My 2023 Emotional Wellness Goal? Walk 3,000,0000 steps
(Let me start off by saying that I'm not a therapist. I'm a writer and a coach. I love setting and achieving goals because I've found them to be adventures. This is not mental health advice so much as it's merely an experiment.)
Last week, I shared some of my 2023 goals, (er, results) and I mentioned that one of my emotional wellness goals was walking 3,000,000 steps.
But wait, isn't that a physical goal?
Yes and no.
If #75Hard taught me anything, it's that if you can train your mind properly, the body will follow.
The mind comes first.
Give it a set routine (and stick to it), and the physical will take the cue from the mental. (In our diet-obsessed culture, we often get this backwards which is why, I think, so many people fail on their exercise-related resolutions).
What's interesting, then, is the physical activity will then create the sensations of feeling good. Because endorphins are nature's feel-good chemicals, I want to get as much of them as possible.
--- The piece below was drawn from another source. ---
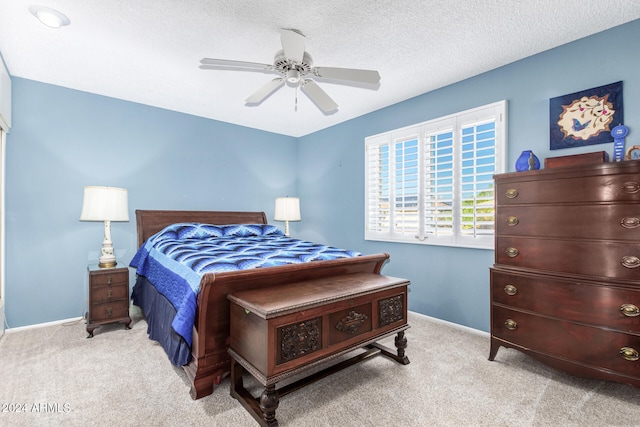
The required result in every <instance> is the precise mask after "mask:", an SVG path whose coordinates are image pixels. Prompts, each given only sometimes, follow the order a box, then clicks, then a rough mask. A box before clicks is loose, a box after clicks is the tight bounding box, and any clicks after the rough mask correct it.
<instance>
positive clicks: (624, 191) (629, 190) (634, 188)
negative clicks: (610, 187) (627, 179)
mask: <svg viewBox="0 0 640 427" xmlns="http://www.w3.org/2000/svg"><path fill="white" fill-rule="evenodd" d="M622 191H624V192H625V193H637V192H638V191H640V184H638V183H637V182H625V183H624V184H622Z"/></svg>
So, my logic is if I want to feel happier in 2023, that happiness is not the goal per se, but the indirect byproduct of walking 3,000,000 steps by year's end.
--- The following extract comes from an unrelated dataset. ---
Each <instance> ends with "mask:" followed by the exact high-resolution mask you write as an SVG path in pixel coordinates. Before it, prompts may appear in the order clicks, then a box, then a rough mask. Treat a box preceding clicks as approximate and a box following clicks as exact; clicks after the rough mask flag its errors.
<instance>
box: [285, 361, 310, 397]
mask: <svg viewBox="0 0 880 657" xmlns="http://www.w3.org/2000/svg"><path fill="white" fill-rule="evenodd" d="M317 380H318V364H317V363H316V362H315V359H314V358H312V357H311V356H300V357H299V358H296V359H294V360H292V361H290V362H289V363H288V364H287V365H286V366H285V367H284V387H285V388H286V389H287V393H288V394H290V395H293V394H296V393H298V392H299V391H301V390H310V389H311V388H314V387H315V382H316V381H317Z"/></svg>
I feel happier when I walk. I get ideas when I walk. I love exploring new places. I consume podcasts and audiobooks with reckless abandon
I'm not a runner per se, but I feel amazing when I'm out there moving around. Racking up daily steps during the pandemic GREATLY helped me navigate that craziness. Plus, there are a lot of trails in and around Austin that I'd like to check out.
Well, the most I've walked recently was in 2020 with 2,807,326 steps.
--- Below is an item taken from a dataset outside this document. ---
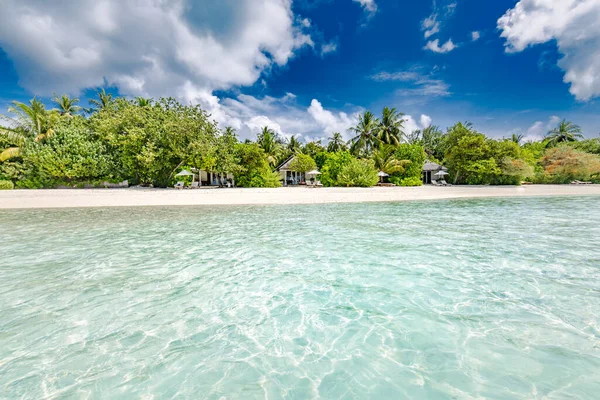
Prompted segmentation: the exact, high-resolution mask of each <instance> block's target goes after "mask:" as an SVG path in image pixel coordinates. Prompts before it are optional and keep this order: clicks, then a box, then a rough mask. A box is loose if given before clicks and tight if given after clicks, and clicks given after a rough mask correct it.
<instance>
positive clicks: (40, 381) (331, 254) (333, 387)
mask: <svg viewBox="0 0 600 400" xmlns="http://www.w3.org/2000/svg"><path fill="white" fill-rule="evenodd" d="M599 200H600V199H599V198H597V197H596V198H594V197H589V198H551V199H550V198H546V199H511V200H505V199H495V200H491V199H490V200H460V201H440V202H414V203H396V204H383V203H382V204H346V205H318V206H270V207H222V208H138V209H105V210H99V209H90V210H36V211H1V212H0V226H1V227H2V229H1V230H0V253H1V254H2V256H1V260H2V262H1V265H0V310H1V312H0V398H19V397H22V398H29V399H40V398H106V399H108V398H110V399H116V398H122V399H133V398H144V399H152V398H154V399H169V398H212V399H218V398H228V399H253V398H269V399H279V398H287V399H306V398H323V399H338V398H339V399H367V398H373V399H400V398H414V399H446V398H448V399H480V398H492V399H542V398H548V399H564V398H570V399H593V398H598V395H599V393H600V319H599V316H598V314H599V312H600V251H599V248H598V239H599V238H600V212H599V211H598V205H599V204H600V202H599Z"/></svg>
I've dropped off since then (and have felt the consequences with a generally lower mood), and I'd like to get back into the habit.
Although I have an app on my phone that tracks my steps, I feel better when the tracking is automatic. I had a pedometer during the pandemic, but I've since misplaced it; I don't want to be tied to my phone for every moment of the day, so I need to get a new one stat.
Spreadsheet of Crazy
I actually log my numbers in a Google Sheet, comparing, say, January 1's number of steps in 2023 with the steps taken on January 1 in 2022 to see the difference.
Yes, it's totally nuts, but I like to show up and log numbers on the sheet daily and see how I am year over year. It keeps me consistent, and I find it oddly calming. I like seeing how seasons ebb and flow and, above all, it keeps me focused on my progress (and no one else's).
But, admittedly, I totally slacked the last few months of 2022 (I had other things on my mind), and I completely forgave myself for that. Now's the time to recommit.
How's it been going so far?
The New Year started out auspiciously enough - I outwalked myself during the first week.
Then, a hip injury (from poor sleeping habits) that occurred in December flared up again, and it's been a bit difficult to walk without, as my chiropractor put it, some "awareness." Thankfully, my hips feel better now than they did in December; if I need to adjust my goal this year, I will.
Since I'm aiming for increased happiness through endorphins, I'm not going to kill myself to get there. (Kinda would defeat the point, no?)